The second part of the story sits in the records that came before the attack. Prosecutors said witness testimony and documentary evidence showed a series of social media exchanges in which Partsch threatened Sheppard and tried to entice her into a fight. Officials have not publicly released those exchanges in full, and that leaves some details unknown, including how long the feud lasted and whether others tried to step in before the women crossed paths downtown. What has been made public is the prosecution’s basic theory: the online dispute was not background noise but the setup for the confrontation. That made the first face-to-face meeting central to the case. Authorities later said Partsch fled through the MBTA system after the stabbing, a detail that tied the attack to the transit station itself and helped shape the case investigators later built from video footage and witness accounts.

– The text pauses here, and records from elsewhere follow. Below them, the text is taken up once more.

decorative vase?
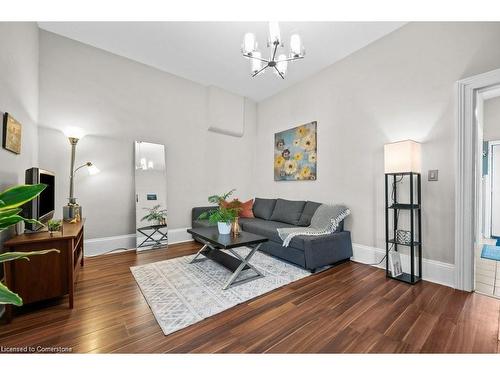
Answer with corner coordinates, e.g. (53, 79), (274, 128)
(217, 221), (231, 234)
(231, 217), (241, 237)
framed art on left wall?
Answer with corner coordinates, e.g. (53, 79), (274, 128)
(2, 113), (22, 154)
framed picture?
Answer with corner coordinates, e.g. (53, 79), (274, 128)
(2, 113), (22, 154)
(274, 121), (317, 181)
(389, 251), (403, 277)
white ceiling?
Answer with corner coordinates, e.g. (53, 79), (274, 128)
(39, 22), (404, 101)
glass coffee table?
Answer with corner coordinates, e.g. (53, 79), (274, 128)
(187, 227), (268, 289)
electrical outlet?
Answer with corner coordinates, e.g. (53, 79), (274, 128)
(427, 169), (439, 181)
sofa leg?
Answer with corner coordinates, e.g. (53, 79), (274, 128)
(311, 258), (351, 274)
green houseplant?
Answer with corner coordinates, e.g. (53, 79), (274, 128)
(0, 184), (59, 306)
(199, 189), (239, 234)
(141, 204), (167, 225)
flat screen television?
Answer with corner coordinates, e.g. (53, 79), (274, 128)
(23, 168), (56, 231)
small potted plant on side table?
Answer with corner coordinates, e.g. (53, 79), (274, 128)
(141, 204), (167, 225)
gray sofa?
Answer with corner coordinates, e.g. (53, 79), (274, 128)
(192, 198), (352, 272)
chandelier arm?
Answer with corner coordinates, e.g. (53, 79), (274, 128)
(243, 54), (269, 63)
(280, 56), (304, 61)
(252, 65), (269, 77)
(271, 43), (278, 61)
(274, 65), (285, 79)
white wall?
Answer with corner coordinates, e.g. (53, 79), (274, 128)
(39, 31), (256, 238)
(0, 22), (38, 247)
(483, 97), (500, 141)
(0, 22), (38, 188)
(255, 23), (500, 263)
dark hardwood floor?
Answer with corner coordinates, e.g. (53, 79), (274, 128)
(0, 243), (500, 353)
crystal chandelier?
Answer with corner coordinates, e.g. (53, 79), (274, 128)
(241, 22), (305, 79)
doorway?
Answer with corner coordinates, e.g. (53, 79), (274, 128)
(455, 69), (500, 291)
(474, 87), (500, 298)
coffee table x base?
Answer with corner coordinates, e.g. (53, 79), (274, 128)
(189, 239), (264, 290)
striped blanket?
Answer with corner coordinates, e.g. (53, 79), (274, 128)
(277, 204), (351, 247)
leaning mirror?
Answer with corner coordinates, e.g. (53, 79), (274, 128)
(135, 141), (168, 251)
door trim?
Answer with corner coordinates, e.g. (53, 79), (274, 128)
(455, 69), (500, 291)
(485, 141), (500, 237)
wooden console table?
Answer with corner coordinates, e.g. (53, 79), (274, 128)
(4, 220), (85, 322)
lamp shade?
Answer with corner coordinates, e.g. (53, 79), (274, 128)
(63, 126), (85, 139)
(384, 140), (422, 173)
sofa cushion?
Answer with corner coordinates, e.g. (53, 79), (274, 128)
(298, 201), (321, 227)
(240, 219), (305, 251)
(270, 198), (306, 225)
(238, 199), (254, 218)
(253, 198), (276, 220)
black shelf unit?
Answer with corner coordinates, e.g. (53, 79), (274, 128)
(385, 172), (422, 284)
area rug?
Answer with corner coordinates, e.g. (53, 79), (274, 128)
(130, 247), (310, 335)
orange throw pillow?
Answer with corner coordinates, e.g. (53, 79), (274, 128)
(240, 199), (254, 218)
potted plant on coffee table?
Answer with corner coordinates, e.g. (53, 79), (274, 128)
(199, 189), (238, 234)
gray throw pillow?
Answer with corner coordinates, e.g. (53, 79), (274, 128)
(271, 199), (306, 225)
(298, 201), (321, 227)
(252, 198), (276, 220)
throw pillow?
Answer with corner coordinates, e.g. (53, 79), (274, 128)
(299, 201), (321, 227)
(252, 198), (276, 220)
(271, 199), (306, 225)
(239, 199), (254, 218)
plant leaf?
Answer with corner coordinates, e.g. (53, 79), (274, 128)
(0, 208), (23, 220)
(0, 249), (60, 263)
(0, 283), (23, 306)
(0, 184), (47, 211)
(0, 215), (24, 230)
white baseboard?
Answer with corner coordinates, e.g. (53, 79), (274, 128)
(351, 243), (455, 288)
(85, 228), (193, 256)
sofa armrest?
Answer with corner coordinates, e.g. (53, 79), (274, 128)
(298, 231), (352, 269)
(191, 206), (217, 221)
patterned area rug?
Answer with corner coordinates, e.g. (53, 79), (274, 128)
(130, 247), (310, 335)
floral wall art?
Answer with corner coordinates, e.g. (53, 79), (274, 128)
(274, 121), (317, 181)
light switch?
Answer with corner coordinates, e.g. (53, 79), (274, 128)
(427, 169), (439, 181)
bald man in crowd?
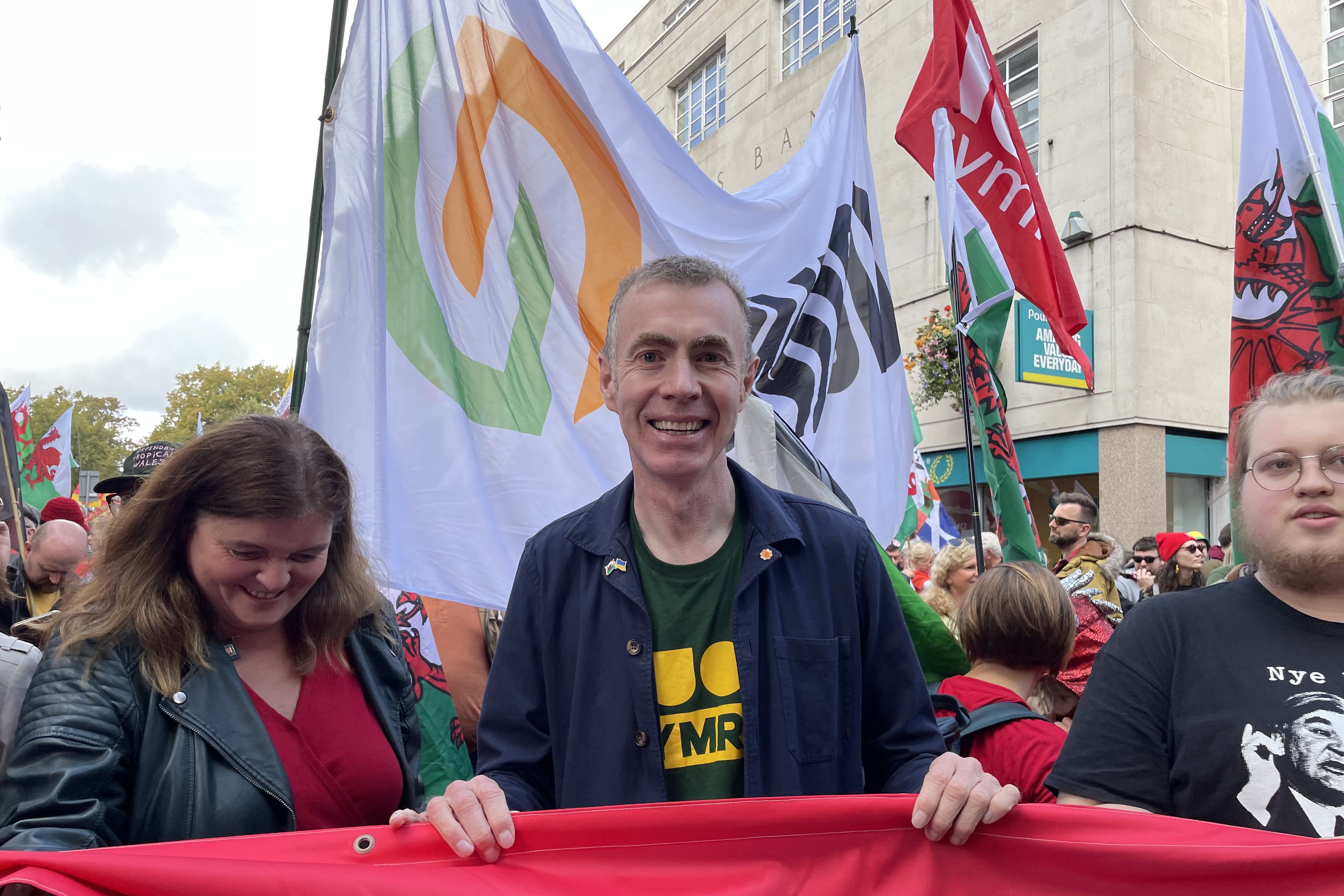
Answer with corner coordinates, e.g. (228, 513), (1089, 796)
(0, 520), (89, 633)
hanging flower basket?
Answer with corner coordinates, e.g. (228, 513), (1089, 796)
(905, 305), (961, 414)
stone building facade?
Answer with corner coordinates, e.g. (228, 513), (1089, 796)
(607, 0), (1344, 561)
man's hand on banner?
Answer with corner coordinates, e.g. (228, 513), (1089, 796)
(910, 752), (1021, 846)
(388, 775), (513, 862)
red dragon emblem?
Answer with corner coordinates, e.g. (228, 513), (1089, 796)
(395, 591), (465, 747)
(953, 261), (1040, 561)
(23, 429), (60, 488)
(1230, 158), (1344, 430)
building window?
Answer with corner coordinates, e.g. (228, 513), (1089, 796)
(663, 0), (700, 31)
(1325, 0), (1344, 140)
(997, 36), (1043, 168)
(784, 0), (855, 75)
(676, 50), (728, 149)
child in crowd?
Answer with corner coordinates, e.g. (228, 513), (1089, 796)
(938, 563), (1078, 803)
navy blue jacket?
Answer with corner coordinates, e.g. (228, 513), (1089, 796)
(477, 461), (943, 810)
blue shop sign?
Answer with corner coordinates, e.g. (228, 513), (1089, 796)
(1015, 298), (1093, 390)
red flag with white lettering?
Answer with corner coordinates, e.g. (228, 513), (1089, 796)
(896, 0), (1093, 388)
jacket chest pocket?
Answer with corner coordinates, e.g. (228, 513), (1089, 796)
(774, 635), (851, 764)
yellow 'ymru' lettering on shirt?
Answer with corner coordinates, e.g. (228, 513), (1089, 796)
(653, 641), (742, 768)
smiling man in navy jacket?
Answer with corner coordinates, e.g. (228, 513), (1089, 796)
(408, 257), (1019, 861)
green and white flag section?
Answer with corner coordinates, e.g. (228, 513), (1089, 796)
(15, 406), (75, 510)
(302, 0), (911, 607)
(1228, 0), (1344, 435)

For months after the killing, the public record remained thin. Police announced the original stabbing response and later identified the victim as Sheppard, 21, of South Boston. An arrest came on Nov. 4, 2023, when members of the Fugitive Unit took Partsch into custody in Dorchester at about 6 a.m. on a murder warrant. She was 30 at the time of that arrest, according to Boston police. The delay between the killing and the arrest meant that the case developed in two stages: first as an unsolved homicide near a major subway stop, then as a prosecution that turned on digital exchanges, witness accounts and surveillance footage. Boston’s Park Street area, crowded by commuters, office workers, visitors and people crossing the Common, became the backdrop for a case that carried both the randomness of public violence and the pointed history of a personal feud.

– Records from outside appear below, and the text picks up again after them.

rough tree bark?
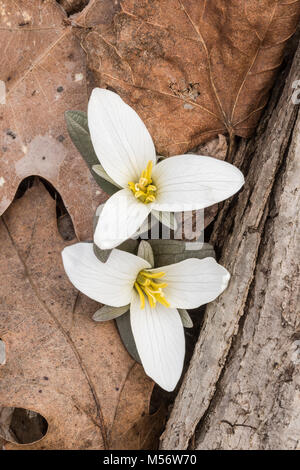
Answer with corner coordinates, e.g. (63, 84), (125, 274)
(161, 38), (300, 450)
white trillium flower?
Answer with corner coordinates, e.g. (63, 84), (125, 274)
(88, 88), (244, 249)
(62, 242), (230, 391)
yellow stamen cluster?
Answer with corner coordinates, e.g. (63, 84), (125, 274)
(134, 271), (170, 309)
(128, 160), (157, 204)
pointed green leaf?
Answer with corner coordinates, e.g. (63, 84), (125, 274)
(137, 240), (154, 268)
(65, 111), (119, 196)
(116, 311), (141, 364)
(151, 210), (178, 230)
(177, 308), (193, 328)
(93, 305), (129, 321)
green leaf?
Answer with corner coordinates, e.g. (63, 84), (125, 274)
(116, 311), (142, 364)
(65, 111), (119, 196)
(177, 308), (193, 328)
(137, 240), (154, 268)
(92, 164), (121, 189)
(93, 305), (129, 321)
(148, 240), (215, 268)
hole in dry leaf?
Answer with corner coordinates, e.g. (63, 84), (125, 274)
(15, 176), (76, 241)
(0, 338), (6, 366)
(0, 406), (48, 444)
(57, 0), (90, 16)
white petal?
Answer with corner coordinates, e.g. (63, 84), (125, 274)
(152, 155), (244, 212)
(137, 240), (154, 268)
(88, 88), (156, 188)
(130, 292), (185, 392)
(62, 243), (150, 307)
(153, 258), (230, 308)
(94, 189), (151, 250)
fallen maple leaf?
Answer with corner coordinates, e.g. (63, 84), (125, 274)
(0, 183), (160, 449)
(78, 0), (300, 155)
(0, 0), (106, 239)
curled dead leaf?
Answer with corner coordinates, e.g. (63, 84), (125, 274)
(82, 0), (300, 155)
(0, 183), (157, 449)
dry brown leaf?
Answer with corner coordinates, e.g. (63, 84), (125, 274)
(78, 0), (300, 155)
(0, 183), (157, 449)
(0, 0), (106, 239)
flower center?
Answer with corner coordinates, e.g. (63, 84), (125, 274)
(128, 160), (157, 204)
(134, 271), (170, 309)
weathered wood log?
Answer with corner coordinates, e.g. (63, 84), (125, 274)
(161, 38), (300, 449)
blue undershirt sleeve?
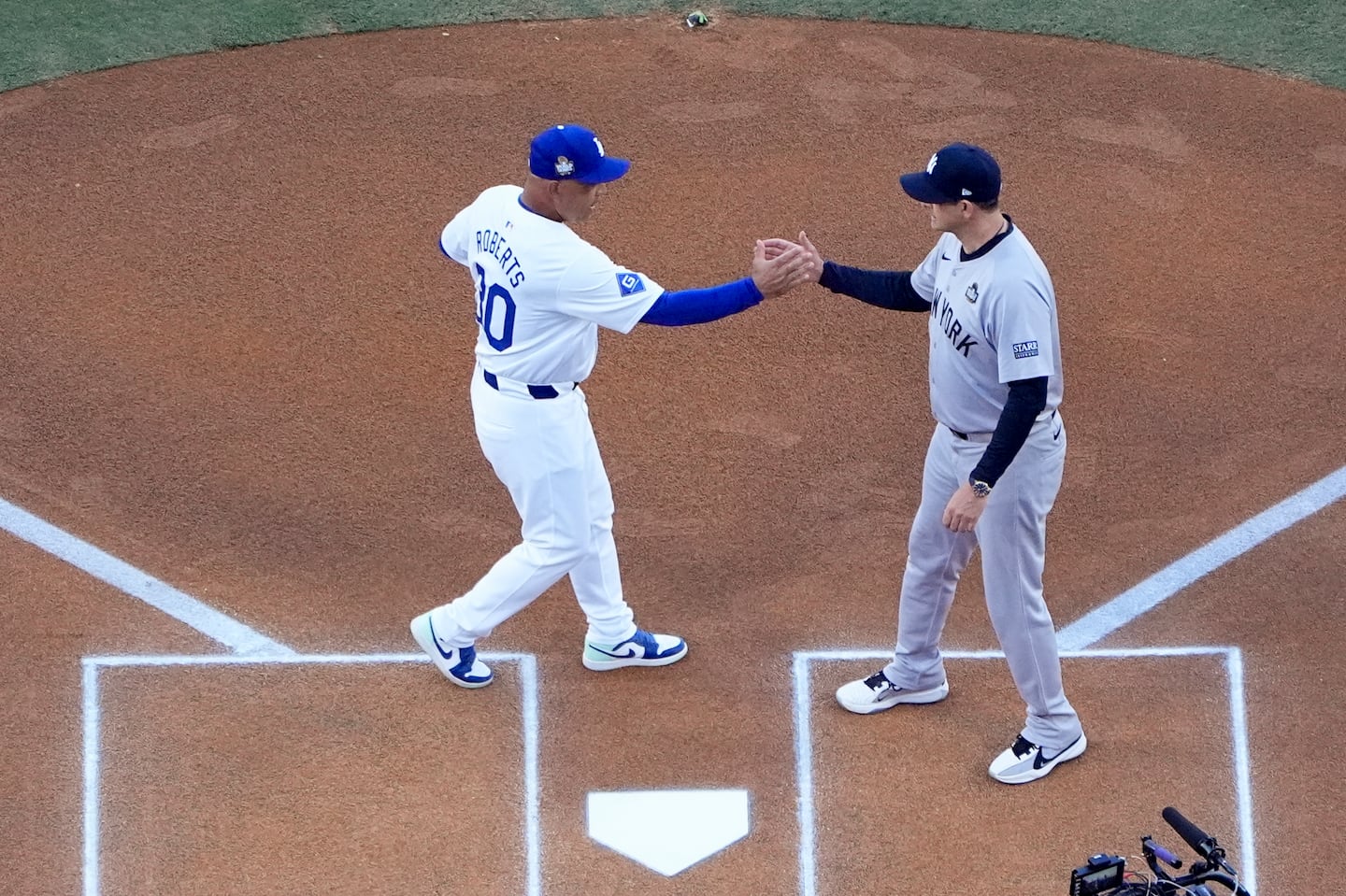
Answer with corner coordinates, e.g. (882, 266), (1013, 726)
(967, 377), (1047, 486)
(819, 261), (930, 312)
(640, 277), (763, 327)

By the spring of 2026, the legal posture had narrowed. Partsch had originally been charged with second-degree murder, but on April 1 she pleaded guilty to manslaughter. Judge Mary Ames sentenced her to 15 to 20 years in state prison. A jury trial had been scheduled to begin later that month, so the plea changed what the public would see: instead of a trial with witnesses and contested evidence, the case ended in a hearing dominated by formal admissions, sentencing arguments and statements from the bench. The court did not publicly resolve every open question, including the full rationale for the plea agreement, but it did settle the immediate criminal case. In remarks delivered directly to Partsch, Ames called the killing senseless and spoke about the consequences for Sheppard’s family, especially the young child who would grow up without his mother.
The hearing closed with voices that shifted the story away from procedure and back to loss. Sheppard’s relatives described her as a deeply loved human being and said her care touched many people around her. Suffolk County District Attorney Kevin Hayden said she had been remembered as a compassionate daughter, sister, cousin and mother. Those characterizations did more than humanize the victim; they marked the distance between the place where the case started and where it ended. It started in the movement of a summer night near the Common and the station entrance. It ended in a courtroom where no one disputed that Sheppard was dead, that Partsch had admitted criminal responsibility and that the remaining work belonged to a family now charged with keeping memory alive where a future had been cut short.
With the plea entered and sentence imposed, the case’s central unanswered issue is no longer who was responsible but what additional court action, if any, may follow in post-conviction proceedings after a fatal meeting that prosecutors said grew out of threats sent online.
Author note: Last updated April 23, 2026.